Ok, so i have made a forum and i have a like function running on the comments of a post. I needed to find a way when the image was clicked it updated the database. So i experimented and came up with the solution above having it explode the value of the button to read if it was press and get the id. It works perfectly but i just want to be convinced it is safe.

[.josh]

it is a trivial thing to change the value of an input field, regardless of what type it is. You need to make sure that $liked[1] contains an expected value, same as any other value coming from a request.

[Psycho]

I don't understand. Why is there a ':' in the submitted value? I am assuming that the image is sending the data via an AJAX request rather than the image being a submit button. So, why not have the data sent as a single name/value pair with the name being something more obvious such as 'like'?

 

 

if(isset($_POST['like']))
{
    $likedID = intval($_POST['like']);
}

[NoobLaPHP]

it is a trivial thing to change the value of an input field, regardless of what type it is. You need to make sure that $liked[1] contains an expected value, same as any other value coming from a request.

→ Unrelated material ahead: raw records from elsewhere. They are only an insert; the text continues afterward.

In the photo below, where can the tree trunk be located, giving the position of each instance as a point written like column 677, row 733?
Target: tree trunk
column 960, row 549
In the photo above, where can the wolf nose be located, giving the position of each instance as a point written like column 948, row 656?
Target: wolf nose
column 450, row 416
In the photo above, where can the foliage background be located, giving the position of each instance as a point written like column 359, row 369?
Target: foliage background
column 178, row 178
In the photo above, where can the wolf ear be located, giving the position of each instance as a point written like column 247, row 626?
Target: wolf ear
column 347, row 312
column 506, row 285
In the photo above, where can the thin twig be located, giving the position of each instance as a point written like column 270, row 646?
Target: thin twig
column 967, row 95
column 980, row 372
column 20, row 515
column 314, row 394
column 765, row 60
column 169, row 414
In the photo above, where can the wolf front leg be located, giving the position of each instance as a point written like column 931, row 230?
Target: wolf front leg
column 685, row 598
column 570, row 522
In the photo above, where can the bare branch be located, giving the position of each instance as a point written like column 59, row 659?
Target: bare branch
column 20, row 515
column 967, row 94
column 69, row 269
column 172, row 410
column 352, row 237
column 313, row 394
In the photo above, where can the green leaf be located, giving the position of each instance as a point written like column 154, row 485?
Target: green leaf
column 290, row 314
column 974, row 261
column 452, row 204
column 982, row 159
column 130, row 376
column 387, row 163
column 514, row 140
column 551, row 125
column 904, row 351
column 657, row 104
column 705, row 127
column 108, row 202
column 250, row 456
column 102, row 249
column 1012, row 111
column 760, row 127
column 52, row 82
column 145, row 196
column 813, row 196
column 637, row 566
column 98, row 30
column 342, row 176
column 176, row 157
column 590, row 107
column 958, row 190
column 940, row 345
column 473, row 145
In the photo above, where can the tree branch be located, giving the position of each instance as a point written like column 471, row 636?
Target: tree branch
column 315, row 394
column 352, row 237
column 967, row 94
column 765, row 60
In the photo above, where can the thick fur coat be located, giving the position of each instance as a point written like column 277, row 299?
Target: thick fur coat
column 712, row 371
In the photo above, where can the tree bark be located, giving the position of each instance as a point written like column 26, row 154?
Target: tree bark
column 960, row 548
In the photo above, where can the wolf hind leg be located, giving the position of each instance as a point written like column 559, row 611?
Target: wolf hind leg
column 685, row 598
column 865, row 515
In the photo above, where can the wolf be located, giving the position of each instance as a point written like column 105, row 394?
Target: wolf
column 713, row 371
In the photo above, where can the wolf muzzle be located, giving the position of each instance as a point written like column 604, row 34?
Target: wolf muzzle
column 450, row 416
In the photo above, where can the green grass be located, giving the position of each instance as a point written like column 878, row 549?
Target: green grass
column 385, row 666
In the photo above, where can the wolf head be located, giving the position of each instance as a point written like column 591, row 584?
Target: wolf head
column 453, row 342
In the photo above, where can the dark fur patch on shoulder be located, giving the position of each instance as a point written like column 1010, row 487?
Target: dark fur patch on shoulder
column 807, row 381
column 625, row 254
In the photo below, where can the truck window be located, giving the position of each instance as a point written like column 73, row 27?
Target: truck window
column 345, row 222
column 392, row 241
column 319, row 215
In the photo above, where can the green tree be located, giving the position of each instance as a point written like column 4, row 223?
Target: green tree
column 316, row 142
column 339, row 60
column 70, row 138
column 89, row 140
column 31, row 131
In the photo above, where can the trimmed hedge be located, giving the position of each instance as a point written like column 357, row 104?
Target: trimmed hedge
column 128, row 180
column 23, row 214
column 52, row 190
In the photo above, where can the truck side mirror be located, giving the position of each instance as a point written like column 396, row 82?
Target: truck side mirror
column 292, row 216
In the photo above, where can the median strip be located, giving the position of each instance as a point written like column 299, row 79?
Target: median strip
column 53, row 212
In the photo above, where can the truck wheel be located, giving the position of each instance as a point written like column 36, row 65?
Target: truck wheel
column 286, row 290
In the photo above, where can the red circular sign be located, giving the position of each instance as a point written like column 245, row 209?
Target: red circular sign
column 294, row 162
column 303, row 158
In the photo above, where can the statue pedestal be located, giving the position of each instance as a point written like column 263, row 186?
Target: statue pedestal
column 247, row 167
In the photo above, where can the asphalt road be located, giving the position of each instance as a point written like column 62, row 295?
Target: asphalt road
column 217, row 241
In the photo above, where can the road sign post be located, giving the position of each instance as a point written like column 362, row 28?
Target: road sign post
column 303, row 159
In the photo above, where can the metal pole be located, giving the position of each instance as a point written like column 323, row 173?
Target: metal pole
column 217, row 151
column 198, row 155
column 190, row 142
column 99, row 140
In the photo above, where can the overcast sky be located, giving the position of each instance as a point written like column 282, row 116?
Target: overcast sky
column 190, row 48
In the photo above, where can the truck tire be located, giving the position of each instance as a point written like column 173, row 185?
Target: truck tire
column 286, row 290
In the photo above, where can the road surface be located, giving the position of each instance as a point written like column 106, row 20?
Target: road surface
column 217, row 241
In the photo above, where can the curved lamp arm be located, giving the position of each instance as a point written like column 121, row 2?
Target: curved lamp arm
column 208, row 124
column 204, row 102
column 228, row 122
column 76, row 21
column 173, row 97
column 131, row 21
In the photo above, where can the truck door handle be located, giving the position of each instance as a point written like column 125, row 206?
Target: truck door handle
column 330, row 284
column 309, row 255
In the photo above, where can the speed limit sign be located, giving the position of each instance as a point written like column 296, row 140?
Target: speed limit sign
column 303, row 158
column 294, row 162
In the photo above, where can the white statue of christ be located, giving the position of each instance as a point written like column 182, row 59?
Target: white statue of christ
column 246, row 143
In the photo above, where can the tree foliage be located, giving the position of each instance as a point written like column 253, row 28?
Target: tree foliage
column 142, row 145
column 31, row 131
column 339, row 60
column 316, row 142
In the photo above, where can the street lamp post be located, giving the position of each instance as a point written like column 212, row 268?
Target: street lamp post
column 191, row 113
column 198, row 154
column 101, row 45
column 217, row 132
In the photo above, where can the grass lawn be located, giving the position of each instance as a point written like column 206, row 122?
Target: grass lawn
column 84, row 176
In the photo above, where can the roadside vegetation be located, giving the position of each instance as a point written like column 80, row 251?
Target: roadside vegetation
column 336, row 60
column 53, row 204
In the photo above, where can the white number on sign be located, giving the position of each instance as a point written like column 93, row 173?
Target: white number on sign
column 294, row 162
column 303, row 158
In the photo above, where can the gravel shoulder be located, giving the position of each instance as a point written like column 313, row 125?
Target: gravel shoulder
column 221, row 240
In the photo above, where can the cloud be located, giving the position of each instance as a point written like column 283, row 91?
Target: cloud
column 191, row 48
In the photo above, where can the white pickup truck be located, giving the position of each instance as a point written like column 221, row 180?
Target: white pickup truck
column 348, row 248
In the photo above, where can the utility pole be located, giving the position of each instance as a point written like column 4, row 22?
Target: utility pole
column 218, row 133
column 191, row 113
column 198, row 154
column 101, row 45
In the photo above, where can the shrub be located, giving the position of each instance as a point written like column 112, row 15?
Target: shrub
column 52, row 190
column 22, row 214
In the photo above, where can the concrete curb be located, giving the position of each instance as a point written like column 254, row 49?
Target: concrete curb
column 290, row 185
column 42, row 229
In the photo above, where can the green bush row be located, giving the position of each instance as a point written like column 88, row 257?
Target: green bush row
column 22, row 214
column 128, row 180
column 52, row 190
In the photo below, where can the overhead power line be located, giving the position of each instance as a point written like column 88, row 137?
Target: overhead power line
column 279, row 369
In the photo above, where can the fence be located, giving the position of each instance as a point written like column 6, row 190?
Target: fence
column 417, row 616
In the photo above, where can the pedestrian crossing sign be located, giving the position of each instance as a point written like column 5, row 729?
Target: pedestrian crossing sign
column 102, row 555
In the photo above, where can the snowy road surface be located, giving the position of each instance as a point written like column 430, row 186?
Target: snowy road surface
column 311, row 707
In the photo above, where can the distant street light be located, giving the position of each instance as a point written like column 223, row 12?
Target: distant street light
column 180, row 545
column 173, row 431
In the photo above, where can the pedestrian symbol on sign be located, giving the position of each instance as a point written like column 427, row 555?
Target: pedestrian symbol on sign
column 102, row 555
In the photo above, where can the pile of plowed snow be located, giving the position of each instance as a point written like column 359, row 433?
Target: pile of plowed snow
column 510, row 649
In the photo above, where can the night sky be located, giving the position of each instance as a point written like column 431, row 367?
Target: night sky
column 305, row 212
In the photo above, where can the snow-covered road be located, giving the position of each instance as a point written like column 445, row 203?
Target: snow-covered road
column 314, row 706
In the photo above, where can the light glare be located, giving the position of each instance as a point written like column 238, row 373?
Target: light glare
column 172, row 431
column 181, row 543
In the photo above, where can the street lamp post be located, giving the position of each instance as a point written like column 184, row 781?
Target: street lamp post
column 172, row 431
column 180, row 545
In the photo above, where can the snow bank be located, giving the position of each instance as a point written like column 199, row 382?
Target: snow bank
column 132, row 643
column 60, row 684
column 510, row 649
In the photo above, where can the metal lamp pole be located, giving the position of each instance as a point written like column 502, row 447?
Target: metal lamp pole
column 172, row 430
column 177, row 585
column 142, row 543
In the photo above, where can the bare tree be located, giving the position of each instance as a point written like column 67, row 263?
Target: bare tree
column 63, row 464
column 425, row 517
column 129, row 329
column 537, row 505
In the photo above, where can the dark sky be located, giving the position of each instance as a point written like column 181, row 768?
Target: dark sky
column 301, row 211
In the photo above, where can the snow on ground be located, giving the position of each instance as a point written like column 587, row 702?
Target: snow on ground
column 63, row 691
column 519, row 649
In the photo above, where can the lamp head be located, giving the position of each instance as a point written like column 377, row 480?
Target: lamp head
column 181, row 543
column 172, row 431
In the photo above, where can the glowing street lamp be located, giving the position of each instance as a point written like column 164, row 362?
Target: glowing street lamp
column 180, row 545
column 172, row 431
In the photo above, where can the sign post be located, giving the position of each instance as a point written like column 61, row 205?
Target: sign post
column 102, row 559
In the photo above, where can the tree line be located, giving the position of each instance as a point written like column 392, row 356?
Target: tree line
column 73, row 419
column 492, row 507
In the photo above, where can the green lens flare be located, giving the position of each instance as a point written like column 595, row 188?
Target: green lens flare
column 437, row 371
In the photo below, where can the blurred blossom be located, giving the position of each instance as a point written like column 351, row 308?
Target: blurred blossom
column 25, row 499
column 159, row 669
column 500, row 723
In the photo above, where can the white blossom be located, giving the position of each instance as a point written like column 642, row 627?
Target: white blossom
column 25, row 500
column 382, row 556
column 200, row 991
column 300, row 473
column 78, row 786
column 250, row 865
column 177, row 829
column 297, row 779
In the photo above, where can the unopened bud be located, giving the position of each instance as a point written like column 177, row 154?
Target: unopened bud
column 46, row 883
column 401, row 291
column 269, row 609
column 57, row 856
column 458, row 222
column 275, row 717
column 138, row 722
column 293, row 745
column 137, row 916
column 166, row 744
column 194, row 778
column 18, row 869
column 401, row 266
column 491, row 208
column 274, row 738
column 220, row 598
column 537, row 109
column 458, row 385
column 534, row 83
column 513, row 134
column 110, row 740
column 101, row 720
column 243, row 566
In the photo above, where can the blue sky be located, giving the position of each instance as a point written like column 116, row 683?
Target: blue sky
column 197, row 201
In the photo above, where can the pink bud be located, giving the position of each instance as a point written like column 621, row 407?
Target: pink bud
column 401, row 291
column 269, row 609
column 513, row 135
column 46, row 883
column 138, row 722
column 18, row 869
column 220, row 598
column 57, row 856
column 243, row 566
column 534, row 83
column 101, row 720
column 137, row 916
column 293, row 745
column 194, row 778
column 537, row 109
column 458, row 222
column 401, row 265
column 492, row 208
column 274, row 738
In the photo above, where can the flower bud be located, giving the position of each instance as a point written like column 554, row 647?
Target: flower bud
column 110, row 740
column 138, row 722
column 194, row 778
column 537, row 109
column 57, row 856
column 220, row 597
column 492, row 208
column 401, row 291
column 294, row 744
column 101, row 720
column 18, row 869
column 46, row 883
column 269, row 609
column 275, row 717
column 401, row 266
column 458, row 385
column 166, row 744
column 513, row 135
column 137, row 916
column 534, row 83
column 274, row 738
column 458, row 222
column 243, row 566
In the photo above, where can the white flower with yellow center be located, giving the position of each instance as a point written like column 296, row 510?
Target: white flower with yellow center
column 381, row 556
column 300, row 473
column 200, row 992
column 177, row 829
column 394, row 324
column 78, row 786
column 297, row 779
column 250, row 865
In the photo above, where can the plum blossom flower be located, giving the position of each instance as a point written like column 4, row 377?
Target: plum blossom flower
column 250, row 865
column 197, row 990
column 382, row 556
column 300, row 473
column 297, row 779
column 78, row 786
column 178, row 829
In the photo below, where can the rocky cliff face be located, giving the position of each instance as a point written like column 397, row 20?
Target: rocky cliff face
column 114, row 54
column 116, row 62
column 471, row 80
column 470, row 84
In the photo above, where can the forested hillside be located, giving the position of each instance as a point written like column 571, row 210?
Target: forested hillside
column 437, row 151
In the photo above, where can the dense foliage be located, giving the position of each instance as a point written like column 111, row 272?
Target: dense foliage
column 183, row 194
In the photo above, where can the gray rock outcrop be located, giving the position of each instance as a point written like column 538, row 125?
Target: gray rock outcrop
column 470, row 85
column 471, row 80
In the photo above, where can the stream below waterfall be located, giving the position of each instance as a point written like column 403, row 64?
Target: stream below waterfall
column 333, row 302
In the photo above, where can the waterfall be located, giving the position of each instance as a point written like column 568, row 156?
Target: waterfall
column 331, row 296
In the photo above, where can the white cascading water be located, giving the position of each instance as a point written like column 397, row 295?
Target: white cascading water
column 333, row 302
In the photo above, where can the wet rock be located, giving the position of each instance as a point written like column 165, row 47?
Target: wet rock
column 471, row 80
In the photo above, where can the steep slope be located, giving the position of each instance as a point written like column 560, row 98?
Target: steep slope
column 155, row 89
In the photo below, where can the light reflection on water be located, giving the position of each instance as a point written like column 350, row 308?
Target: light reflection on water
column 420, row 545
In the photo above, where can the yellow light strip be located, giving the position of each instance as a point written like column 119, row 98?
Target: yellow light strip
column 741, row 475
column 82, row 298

It requires both items to be filled. If either is empty it shows nothing

 

if($liked[0] == "like"){

if(!$liked[1]){

//Do nothing

}else{

 

//Select from database where id is $liked[1]

}

}

[.josh]

umm, checking if it's empty in no way makes it safe.

[NoobLaPHP]

 

I don't understand. Why is there a ':' in the submitted value? I am assuming that the image is sending the data via an AJAX request rather than the image being a submit button. So, why not have the data sent as a single name/value pair with the name being something more obvious such as 'like'?

if(isset($_POST['like']))
{
    $likedID = intval($_POST['like']);
}

I don't fully understand ajax, i'm still learning all this. I have done it using php. The value gets the like part and also the id for the post to like so it will be like like:387

 

if the php reads the like, it then reads the id where it updates the database

 

 

 

$replyid = mysql_real_escape_string(addslashes(strip_tags($liked[1])));

 

mysql_query("UPDATE replies SET likes='...' WHERE id='$replyid'");

 

etc, any help is good. It helps learn

Edited April 16, 2014 by NoobLaPHP

[Psycho]

OK, I see you are submitting the page. But, again, why not make the name something more representative of what it actually is? If you need multiple 'likes' on the same page, make the name an array:

 

 

<input type="image" src="images/arrowup.gif" name="like[]" value="<? echo $right->id; ?>"/>

 

 

if(isset($_POST['like']))
{
    //User submitted one or more likes
    foreach($_POST['like'] as $likeID)
    {
        //Perform whatever operations you want based upon the ids passes
        $likeID = intval($likeID);
    }
}

 

Based upon how you would use it, the code should only ever receive a single value. But, since you would need an array to set it up, it's best to allow the code to process multiple if needed.

[NoobLaPHP]

OK, I see you are submitting the page. But, again, why not make the name something more representative of what it actually is? If you need multiple 'likes' on the same page, make the name an array:

<input type="image" src="images/arrowup.gif" name="like[]" value="<? echo $right->id; ?>"/>

if(isset($_POST['like']))
{
    //User submitted one or more likes
    foreach($_POST['like'] as $likeID)
    {
        //Perform whatever operations you want based upon the ids passes
        $likeID = intval($likeID);
    }
}

Based upon how you would use it, the code should only ever receive a single value. But, since you would need an array to set it up, it's best to allow the code to process multiple if needed.

It's sending the id through as 32. 71. 10 Not sure what i've done or haven't done. All i did was fill in the blanks

[NoobLaPHP]

OK, I see you are submitting the page. But, again, why not make the name something more representative of what it actually is? If you need multiple 'likes' on the same page, make the name an array:

<input type="image" src="images/arrowup.gif" name="like[]" value="<? echo $right->id; ?>"/>

if(isset($_POST['like']))
{
    //User submitted one or more likes
    foreach($_POST['like'] as $likeID)
    {
        //Perform whatever operations you want based upon the ids passes
        $likeID = intval($likeID);
    }
}

Based upon how you would use it, the code should only ever receive a single value. But, since you would need an array to set it up, it's best to allow the code to process multiple if needed.

You sir, are awesome! after a few tweaks, i managed to fix it and get it working as it should. Thank you.